Aucun discours scientifique ne peut affirmer le néant plutôt que l'être, ni l'inverse. Si la science déborde son champ, la démarche est légitime, mais à condition d'être annoncée. Inversement la religion a mis des freins à la science, par exemple dans le fixisme des espèces voulues par Dieu et au contraire le transformisme a mené à l'Evolution des espèces, que Lamarck est le premier à avoir découverte.

La coexistence des 2 domaines, science et religion, se fait à la fin du XXe siècle ni mieux ni plus mal qu'en un autre temps. (211).

Au fond de la mémoire nous trouvons peut-être la justification de l'être, du monde et de la liberté. Appelons-la, provisoirement, le Sacré.

Du début de l'univers jusqu'à l'éclatement d'une conscience qui s'achève dans la prétention à l'autonomie dans le temps... (jusqu'à) la liberté du mauvais choix, la conscience de la temporalité et la découverte de la vérité du devoir mourir.

L'histoire écrite dans la terre et dans la pierre retrouve les grandes lignes de l'histoire écrite dans le livre du commencement de nos anciennes écritures.

La conscience d'une liberté repliée sur elle-même et miroir de l'univers est unique.

Vous ne savez que ce que construit votre intelligence à travers la mémoire. Que serait ce monde sans vous ?  Existerait-il sans votre regard ? A moins qu'il n'y ait quelque part une conscience plus grande que la nôtre pour qui notre conscience et le monde aient un sens ? Pour le moment laissons là l'hypothèse.

Pourquoi sacrifierais-je l'être premier de tout, cette conscience, à l'être second, à l'être reflet qu'elle me renvoie de l'hypothèse du monde qui m'entoure ? (215)

 En vérité la pensée philosophique depuis ses origines oscille entre 2 mondes :  le monde (Parménide, Héraclite et plus tard Aristote) et la conscience de notre liberté (Platon et Aristote).
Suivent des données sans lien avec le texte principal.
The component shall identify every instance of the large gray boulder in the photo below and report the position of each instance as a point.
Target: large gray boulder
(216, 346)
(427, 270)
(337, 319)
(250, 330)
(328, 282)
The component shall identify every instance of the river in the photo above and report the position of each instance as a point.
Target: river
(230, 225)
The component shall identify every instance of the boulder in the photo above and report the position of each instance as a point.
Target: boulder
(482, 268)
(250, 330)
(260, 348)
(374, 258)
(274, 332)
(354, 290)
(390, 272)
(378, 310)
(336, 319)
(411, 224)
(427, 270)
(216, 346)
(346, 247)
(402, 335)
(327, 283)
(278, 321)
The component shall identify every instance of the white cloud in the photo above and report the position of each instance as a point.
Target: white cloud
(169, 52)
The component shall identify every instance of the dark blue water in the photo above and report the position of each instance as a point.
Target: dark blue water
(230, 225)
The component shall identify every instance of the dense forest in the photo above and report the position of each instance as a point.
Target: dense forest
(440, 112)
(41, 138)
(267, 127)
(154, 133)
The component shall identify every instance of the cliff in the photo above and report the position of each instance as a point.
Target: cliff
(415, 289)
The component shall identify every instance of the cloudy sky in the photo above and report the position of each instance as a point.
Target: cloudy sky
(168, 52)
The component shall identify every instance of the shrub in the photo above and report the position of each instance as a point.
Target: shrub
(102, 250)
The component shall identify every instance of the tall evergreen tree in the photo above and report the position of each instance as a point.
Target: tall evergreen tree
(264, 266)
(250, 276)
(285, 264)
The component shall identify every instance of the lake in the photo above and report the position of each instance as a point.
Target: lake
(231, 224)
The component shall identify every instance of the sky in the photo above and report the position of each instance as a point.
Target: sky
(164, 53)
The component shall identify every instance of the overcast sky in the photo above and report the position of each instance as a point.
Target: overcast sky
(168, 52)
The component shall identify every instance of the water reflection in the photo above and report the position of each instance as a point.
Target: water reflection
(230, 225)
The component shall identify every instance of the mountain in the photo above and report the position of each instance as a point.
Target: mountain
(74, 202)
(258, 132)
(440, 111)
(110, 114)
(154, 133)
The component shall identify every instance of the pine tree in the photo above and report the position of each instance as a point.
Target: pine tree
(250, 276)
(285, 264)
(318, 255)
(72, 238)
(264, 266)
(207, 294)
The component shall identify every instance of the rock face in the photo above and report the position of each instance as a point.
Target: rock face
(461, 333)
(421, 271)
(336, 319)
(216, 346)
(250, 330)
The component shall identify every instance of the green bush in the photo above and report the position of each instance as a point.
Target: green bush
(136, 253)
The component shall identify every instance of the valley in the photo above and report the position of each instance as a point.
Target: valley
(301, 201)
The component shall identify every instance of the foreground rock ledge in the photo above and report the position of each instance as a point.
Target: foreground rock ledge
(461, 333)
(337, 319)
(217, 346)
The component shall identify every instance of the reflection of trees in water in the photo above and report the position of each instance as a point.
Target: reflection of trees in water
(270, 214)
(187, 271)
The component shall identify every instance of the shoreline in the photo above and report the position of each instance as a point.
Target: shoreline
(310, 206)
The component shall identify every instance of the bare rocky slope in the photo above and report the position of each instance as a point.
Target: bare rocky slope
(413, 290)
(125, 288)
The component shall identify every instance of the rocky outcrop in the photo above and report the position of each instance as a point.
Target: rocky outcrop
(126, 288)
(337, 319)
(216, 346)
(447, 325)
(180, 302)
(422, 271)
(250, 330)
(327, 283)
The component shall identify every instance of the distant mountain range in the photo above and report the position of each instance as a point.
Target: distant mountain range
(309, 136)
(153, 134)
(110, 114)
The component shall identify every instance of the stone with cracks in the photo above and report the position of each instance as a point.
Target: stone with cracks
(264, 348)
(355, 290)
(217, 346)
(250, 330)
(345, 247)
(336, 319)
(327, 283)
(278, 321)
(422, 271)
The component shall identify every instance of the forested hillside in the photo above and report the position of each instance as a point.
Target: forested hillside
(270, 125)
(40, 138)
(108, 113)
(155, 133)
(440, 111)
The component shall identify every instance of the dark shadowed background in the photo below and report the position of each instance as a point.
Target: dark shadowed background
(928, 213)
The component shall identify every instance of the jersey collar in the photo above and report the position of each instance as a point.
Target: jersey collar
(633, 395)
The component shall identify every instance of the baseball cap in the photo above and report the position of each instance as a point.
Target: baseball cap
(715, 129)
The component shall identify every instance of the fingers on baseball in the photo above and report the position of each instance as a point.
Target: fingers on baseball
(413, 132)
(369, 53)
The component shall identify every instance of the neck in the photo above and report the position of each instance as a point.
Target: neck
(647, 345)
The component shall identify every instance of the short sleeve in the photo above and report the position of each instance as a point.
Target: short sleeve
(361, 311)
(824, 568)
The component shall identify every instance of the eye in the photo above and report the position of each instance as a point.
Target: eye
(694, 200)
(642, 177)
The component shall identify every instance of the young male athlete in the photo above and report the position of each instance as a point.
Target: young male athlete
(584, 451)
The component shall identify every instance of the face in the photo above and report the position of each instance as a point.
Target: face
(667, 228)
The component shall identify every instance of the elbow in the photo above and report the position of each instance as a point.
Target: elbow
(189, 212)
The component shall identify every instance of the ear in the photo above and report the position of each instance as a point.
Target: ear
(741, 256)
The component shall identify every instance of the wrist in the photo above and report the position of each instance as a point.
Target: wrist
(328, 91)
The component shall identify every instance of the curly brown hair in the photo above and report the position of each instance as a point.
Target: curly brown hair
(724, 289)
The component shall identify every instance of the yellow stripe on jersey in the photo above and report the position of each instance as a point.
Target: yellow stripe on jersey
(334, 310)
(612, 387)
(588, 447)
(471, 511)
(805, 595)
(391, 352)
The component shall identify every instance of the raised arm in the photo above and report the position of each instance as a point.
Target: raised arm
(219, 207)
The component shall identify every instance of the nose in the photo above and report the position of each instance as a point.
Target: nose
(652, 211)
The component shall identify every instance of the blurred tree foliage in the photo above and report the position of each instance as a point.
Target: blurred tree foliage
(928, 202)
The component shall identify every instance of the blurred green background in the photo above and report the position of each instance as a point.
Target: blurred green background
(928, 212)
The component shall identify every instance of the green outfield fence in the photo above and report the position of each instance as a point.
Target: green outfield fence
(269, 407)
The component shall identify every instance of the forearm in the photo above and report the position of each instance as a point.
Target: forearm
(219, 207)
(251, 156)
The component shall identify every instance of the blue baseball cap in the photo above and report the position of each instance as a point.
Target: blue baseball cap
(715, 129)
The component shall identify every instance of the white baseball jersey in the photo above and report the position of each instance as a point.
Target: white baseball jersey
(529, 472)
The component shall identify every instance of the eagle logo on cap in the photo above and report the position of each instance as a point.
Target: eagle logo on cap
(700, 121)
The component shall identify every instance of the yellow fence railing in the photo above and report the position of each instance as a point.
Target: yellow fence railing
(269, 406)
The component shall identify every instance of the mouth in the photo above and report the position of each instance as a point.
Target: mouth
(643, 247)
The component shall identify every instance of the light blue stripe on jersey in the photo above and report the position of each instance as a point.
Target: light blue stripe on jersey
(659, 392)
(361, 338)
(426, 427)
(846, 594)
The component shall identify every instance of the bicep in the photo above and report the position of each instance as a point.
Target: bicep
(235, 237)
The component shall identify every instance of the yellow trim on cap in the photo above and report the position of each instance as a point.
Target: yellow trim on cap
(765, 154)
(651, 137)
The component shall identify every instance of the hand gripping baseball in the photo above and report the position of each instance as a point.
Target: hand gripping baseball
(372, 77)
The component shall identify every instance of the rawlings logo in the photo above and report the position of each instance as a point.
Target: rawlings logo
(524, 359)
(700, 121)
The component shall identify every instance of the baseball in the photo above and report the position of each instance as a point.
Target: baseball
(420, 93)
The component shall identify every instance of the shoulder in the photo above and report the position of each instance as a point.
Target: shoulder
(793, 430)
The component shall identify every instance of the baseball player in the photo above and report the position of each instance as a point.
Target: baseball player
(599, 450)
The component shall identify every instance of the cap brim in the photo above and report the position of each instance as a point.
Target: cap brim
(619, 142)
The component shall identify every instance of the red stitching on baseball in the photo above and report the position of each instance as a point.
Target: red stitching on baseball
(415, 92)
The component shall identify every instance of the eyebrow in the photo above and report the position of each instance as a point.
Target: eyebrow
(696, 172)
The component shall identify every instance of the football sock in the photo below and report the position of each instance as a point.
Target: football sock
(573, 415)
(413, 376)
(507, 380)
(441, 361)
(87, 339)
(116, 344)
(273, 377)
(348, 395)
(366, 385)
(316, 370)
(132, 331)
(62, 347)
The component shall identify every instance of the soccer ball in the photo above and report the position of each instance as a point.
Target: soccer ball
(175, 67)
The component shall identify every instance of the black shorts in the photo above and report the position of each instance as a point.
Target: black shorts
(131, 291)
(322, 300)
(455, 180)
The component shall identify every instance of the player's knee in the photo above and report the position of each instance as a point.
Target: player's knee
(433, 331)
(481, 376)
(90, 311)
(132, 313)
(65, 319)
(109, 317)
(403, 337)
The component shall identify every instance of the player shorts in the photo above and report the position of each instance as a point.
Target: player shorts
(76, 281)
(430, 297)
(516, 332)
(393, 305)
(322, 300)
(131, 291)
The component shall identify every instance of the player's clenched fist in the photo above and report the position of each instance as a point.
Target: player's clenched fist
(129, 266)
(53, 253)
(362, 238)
Puis le Je pense, donc je suis de Descartes. On peut faire glisser le primat de la connaissance par la raison à celui de l'existence : "Je suis la conscience de ma liberté, de ma temporalité, de ma mort... donc je suis.... et en moi se reflète une partie de l'univers, et ma mémoire est riche de messages que je n'arriverai jamais à déchiffrer totalement...

Le droit absolu du connaissant à recevoir une place première dans l'univers... Rémy Chauvin souligne le ridicule du néo-scientisme des années 1950-1960. Comment admettre que la science de l'homme ait une valeur si sa conscience, qui est à l'origine de la connaissance, n'en a aucune ? Objectivité et subjectivité. L'homme scientifique idéal pourrait-il comprendre le cosmos sans se comprendre soi-même ? (220). La philosophie classique place au centre de la connaissance la pensée du connaissant (Bergson pp221-222). Le panthéisme d'Edgar Morin (225 à 227). Le problème de la connaissance est insoluble et le panthéisme ne le résout qu'en atténuant l'irréductibilité de la conscience. Ce problème est résolu dans les 2 affirmations de la Genèse : Dieu créa les cieux et la terre.... et Faisons l'homme à notre image  (Ge. I, 1 et 26)

L'irréductibilité vraie de la conscience d'une liberté  dans la temporalité sous le regard de la mort. En Dieu se trouve la source commune de l'être et du connaître (229).

Affirmer que la vie est ssans but est une option philosophique intenable, dont la logique devrait conduire à l'arrêt de toute recherche ; la laïcité devient laicisme.

 L'Eglise de cette partie du monde où nous sommes et, je préfère lui donner son vrai nom, l'église judéo-chrétienne.